More than anything, I do not want us to internalize the idea that to be a Jew is to be a target, and I do not want us to pass this on to our kids. When I was a kid we came out of shul and played football in the car park. There was no security, no guards. By the time I led Hazon’s Cross-USA bike ride, in the summer of 2000, there was security in Jewish buildings in Europe, and it was striking to me, as an English Jew, that this was not the case here. Everywhere we went we literally rode into the parking lot of a Jewish building – a synagogue, a JCC – parked our bikes, wandered in, said hi to someone, introduced ourselves. Sometimes we called ahead – sometimes we didn’t. No-one minded. No-one asked for ID.

That was fifteen years ago; sadly it is now a world gone by. Being alive in this moment, and being sensitive both to Jewish tradition and to Jewish history, requires of us that we be quite conscious in keeping our balance.

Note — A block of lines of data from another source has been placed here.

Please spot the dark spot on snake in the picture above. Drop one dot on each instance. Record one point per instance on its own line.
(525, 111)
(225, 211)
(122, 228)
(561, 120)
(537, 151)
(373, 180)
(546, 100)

So, despite the heaviness of this topic, I hope that this is indeed a month of marbim b’simchah – of increasing our joy. It’s a time to celebrate our tradition, and to learn about the traditions of others. It’s a time to deepen our friendships with Muslims, not run away from them. And it’s a time when we do not ignore those who have tried to kill us, and we defend ourselves when we must; but we respond to evil by sharing food with friends, by giving money to those in need, by being our best selves, and by celebrating our life and our freedom.